Another excuse I hear post divorce and bitter break-ups in Christian circles is “all I need is God.” Which isn’t a bad thing. You should find God to be enough if or when you are alone (because spouses happen to be mortal and die), but He created both sexes, because Genesis said it “wasn’t good for man to be alone.” Now, there are some people who suffer from flaws and dysfunctions that are awful for relationships, and they should be very careful before getting in a relationship. Brokenness of humanity can do that to people and ruin or prevent their chances of experiencing healthy romantic relationships. But are we so proud and selfish that we would willingly ruin a relationship with a spouse, that they promised before God and witnesses to stay with forever just because “they only need God?” Sometimes over selfish reasons, like money, not investing in the relationship adequately enough for the other spouse (not to say it doesn’t suck when that happens), health issues (like breaking-up with someone because they have a chronic illness or accident leaving them disabled), not enough sex (you lack that much self control? Really?). Why use God as an excuse to end a relationship? Because we don’t want to take responsibility for our poor decisions.

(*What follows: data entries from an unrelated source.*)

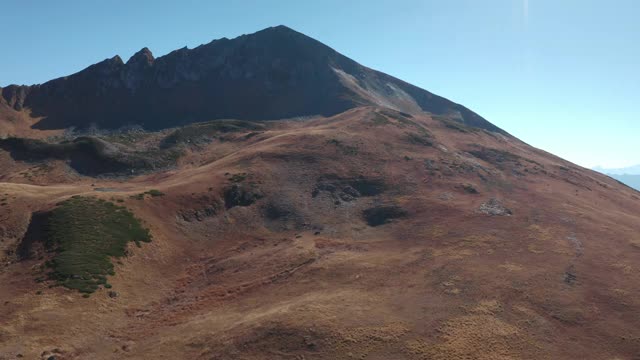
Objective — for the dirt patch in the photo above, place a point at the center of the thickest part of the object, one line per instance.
(494, 207)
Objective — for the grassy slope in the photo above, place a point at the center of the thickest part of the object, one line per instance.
(86, 233)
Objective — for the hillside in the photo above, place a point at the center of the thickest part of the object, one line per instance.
(377, 230)
(275, 73)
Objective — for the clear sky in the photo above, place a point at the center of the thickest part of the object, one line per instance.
(562, 75)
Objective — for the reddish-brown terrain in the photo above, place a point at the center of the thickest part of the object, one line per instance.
(492, 249)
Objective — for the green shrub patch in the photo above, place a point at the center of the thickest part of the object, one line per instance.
(85, 233)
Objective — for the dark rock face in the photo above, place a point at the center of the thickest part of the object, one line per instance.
(381, 215)
(272, 74)
(239, 195)
(90, 155)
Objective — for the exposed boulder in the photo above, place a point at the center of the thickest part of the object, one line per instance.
(494, 207)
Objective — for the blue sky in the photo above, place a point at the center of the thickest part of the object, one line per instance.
(563, 76)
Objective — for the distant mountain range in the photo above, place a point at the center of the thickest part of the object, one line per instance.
(629, 175)
(275, 73)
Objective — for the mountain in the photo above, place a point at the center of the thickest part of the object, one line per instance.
(631, 180)
(629, 175)
(631, 170)
(376, 230)
(272, 74)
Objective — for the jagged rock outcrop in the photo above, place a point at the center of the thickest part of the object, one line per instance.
(272, 74)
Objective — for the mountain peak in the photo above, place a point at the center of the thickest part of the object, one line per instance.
(144, 56)
(274, 73)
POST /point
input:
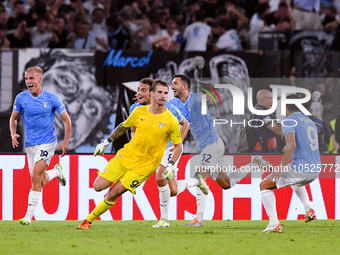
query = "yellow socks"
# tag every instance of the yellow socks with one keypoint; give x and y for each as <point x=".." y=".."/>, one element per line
<point x="102" y="207"/>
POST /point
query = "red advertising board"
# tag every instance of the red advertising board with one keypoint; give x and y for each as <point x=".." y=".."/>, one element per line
<point x="77" y="198"/>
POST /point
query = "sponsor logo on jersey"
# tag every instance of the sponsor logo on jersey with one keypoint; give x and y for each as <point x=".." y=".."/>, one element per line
<point x="161" y="125"/>
<point x="45" y="104"/>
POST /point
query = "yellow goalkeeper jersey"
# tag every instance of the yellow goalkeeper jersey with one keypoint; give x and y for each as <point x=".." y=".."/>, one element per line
<point x="144" y="152"/>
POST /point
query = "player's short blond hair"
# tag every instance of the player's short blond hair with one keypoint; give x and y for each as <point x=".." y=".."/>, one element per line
<point x="34" y="69"/>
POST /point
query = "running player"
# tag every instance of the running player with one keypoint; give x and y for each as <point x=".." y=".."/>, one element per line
<point x="166" y="187"/>
<point x="139" y="159"/>
<point x="302" y="147"/>
<point x="38" y="108"/>
<point x="210" y="146"/>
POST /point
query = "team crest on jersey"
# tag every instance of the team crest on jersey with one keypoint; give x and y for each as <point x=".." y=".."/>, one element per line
<point x="161" y="125"/>
<point x="45" y="104"/>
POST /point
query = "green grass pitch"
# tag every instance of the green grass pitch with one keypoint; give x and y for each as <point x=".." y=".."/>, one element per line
<point x="138" y="237"/>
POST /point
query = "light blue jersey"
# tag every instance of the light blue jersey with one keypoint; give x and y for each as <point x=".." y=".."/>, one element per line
<point x="306" y="157"/>
<point x="201" y="126"/>
<point x="38" y="115"/>
<point x="173" y="109"/>
<point x="183" y="107"/>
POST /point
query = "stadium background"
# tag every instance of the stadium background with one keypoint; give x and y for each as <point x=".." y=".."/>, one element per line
<point x="108" y="71"/>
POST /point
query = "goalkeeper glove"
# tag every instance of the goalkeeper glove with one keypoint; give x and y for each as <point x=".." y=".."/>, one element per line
<point x="100" y="149"/>
<point x="169" y="170"/>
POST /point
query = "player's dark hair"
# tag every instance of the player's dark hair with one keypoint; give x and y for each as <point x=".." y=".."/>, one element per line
<point x="147" y="81"/>
<point x="158" y="82"/>
<point x="184" y="78"/>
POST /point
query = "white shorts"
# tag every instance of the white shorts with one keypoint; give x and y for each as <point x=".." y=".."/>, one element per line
<point x="167" y="156"/>
<point x="212" y="158"/>
<point x="290" y="177"/>
<point x="39" y="152"/>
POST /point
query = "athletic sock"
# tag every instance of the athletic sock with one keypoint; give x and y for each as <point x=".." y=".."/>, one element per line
<point x="33" y="199"/>
<point x="302" y="194"/>
<point x="102" y="207"/>
<point x="269" y="203"/>
<point x="187" y="183"/>
<point x="201" y="200"/>
<point x="240" y="173"/>
<point x="52" y="174"/>
<point x="164" y="201"/>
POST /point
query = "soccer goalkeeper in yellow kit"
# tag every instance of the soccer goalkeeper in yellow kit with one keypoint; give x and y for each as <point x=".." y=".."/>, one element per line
<point x="139" y="159"/>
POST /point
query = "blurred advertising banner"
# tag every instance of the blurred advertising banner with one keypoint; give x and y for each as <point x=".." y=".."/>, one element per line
<point x="242" y="202"/>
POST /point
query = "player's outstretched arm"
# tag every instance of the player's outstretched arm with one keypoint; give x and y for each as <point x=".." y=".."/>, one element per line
<point x="68" y="126"/>
<point x="169" y="170"/>
<point x="287" y="155"/>
<point x="117" y="132"/>
<point x="13" y="129"/>
<point x="185" y="128"/>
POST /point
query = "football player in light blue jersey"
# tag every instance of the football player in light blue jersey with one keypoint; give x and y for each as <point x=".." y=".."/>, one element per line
<point x="210" y="147"/>
<point x="302" y="146"/>
<point x="166" y="182"/>
<point x="38" y="107"/>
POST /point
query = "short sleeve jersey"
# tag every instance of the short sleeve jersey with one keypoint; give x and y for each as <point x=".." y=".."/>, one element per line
<point x="38" y="115"/>
<point x="306" y="157"/>
<point x="144" y="152"/>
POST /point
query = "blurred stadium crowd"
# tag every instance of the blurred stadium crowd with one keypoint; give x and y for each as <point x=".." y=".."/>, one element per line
<point x="167" y="25"/>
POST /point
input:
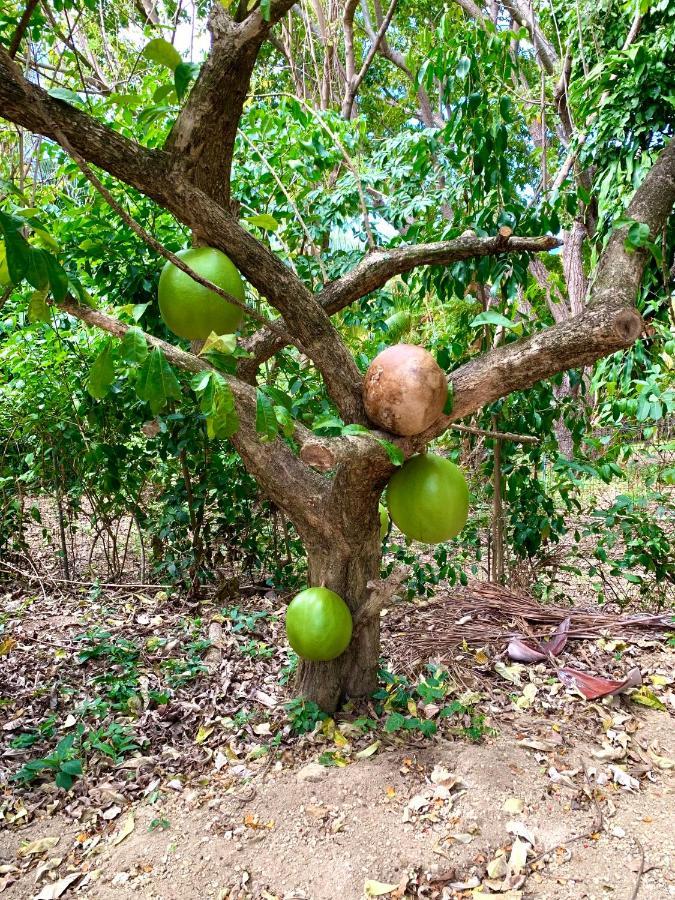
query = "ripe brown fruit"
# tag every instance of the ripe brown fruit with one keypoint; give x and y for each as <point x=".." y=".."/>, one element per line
<point x="405" y="389"/>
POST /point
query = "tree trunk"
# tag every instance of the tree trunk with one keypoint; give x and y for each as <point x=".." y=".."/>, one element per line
<point x="346" y="566"/>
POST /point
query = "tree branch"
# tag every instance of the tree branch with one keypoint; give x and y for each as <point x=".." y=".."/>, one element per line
<point x="354" y="79"/>
<point x="201" y="142"/>
<point x="610" y="322"/>
<point x="146" y="170"/>
<point x="21" y="28"/>
<point x="546" y="54"/>
<point x="378" y="267"/>
<point x="21" y="102"/>
<point x="285" y="479"/>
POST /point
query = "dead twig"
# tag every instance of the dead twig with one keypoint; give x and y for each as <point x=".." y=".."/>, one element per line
<point x="641" y="869"/>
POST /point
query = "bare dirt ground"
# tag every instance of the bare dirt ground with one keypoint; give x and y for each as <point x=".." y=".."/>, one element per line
<point x="463" y="778"/>
<point x="380" y="823"/>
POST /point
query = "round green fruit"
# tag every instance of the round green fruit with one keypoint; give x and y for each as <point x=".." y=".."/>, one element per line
<point x="318" y="624"/>
<point x="189" y="309"/>
<point x="428" y="499"/>
<point x="384" y="521"/>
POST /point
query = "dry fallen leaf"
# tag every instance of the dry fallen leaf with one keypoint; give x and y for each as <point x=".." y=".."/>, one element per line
<point x="521" y="830"/>
<point x="497" y="867"/>
<point x="125" y="830"/>
<point x="57" y="888"/>
<point x="378" y="888"/>
<point x="39" y="846"/>
<point x="513" y="805"/>
<point x="518" y="858"/>
<point x="592" y="687"/>
<point x="368" y="751"/>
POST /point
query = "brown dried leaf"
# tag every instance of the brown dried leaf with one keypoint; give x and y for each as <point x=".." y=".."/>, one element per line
<point x="593" y="686"/>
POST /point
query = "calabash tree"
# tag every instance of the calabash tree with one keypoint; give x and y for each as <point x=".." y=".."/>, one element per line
<point x="329" y="487"/>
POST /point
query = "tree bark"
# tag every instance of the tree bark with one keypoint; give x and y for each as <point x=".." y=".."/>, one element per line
<point x="347" y="563"/>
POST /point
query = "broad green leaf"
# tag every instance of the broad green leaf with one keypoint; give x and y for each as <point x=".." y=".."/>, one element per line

It’s enough to make me want to love like an atheist. I want to love like that. To be loved like that. I want to make a person my responsibility. To treat them like I would myself. To give things up for them. Not entirely because I am obligated, but because my raw emotions can set aside the many commentaries that so many differences in theology can confuse my brain with. But I am also willing to let that all happen after I used my head and have chosen someone compatible with me.
I think that last bit is where we get stuck in both secular and Christian cultures. We are made to be both rational and emotional beings. So how do we get these deeply emotional relationships to work? By using our heads first in choosing a significant other, and then building that wild and free emotional relationship. We can use reason to select a mate, and emotion and passion to keep them.
I want to love like an atheist, because I think that is how God loves. He loves like there is no tomorrow even though there is eternity. He loves so passionately he would die for us. He loves so selflessly that He offers us eternity to be loved. He loves instinctually. Jealously. Zealously.
The only difference is He loves perfectly.